Non-reactivity and self-regulation are the same thing. If we are not able to self regulate, we react. When we self-regulate, we respond with calmness and ease rather than in a whirlwind of what feels in the moment like very urgent emotion. When self-regulating we are able to force ourselves to smile into the pain, rather than let out an explosion of anger (self-defense). We can remain sweet rather than turning sour. The person who is able to self-regulate, knows that if they remain calm and grounded, ultimately everything is going to be ok. They know that all they have to do is not get caught up in their emotions and their thoughts about what is right or wrong. They know that it is really not a big deal and they work hard at letting it go.
At its core, mindfulness is a practice for using all of your strength to keep the walls from caving in. The walls feel really heavy and want to collapse, but by using the tools of mindfulness we are able to keep the walls from crushing us. Whether you are experiencing terribly unpleasant anxiety, an overwhelming feeling of injustice and threat or just plain indignation and rage- mindfulness practice is about being able to hold on. Hold on to staying aware of your breathing moving in and out through your nose, hold on to your sensation of your feet on the ground, hold on to your awareness of the sounds that you are hearing, hold on to your ability to remain present and not get hooked by a thought. Hold on and just let the difficult person be difficult (even though your impulses want to eradicate the person), while responding in a superficial way that does not cause you to become emotionally toxic and exhausted.
Choose to remain healthy and steady in your life.
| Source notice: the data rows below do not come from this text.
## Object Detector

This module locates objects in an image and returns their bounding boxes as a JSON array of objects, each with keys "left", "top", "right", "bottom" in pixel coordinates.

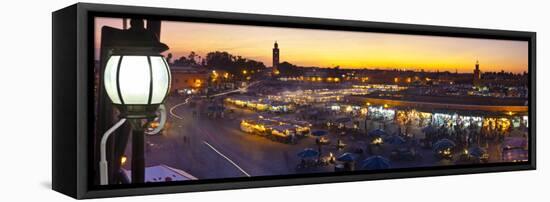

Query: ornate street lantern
[{"left": 104, "top": 53, "right": 171, "bottom": 119}]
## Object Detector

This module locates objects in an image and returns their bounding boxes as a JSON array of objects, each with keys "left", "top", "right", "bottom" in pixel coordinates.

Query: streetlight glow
[{"left": 104, "top": 55, "right": 171, "bottom": 105}]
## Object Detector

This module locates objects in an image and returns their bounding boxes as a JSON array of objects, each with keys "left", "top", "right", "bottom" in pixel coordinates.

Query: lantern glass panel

Use the difficult person as an opportunity to strengthen your mindfulness practice. Two months from now, what will matter most is that you were able to practice non-reactivity. After years of emotional suffering, I have concluded that what is most important and fundamental for human happiness and health is that we develop the capacity to remain present, free and open to the wonder of life all around us. We don’t allow the difficult person to take our focus away from what is most important- that we are alive, here and now. That this moment is it and that living this moment fully is what matters more than anything the difficult person is doing or saying. With a little practice, we all can do it.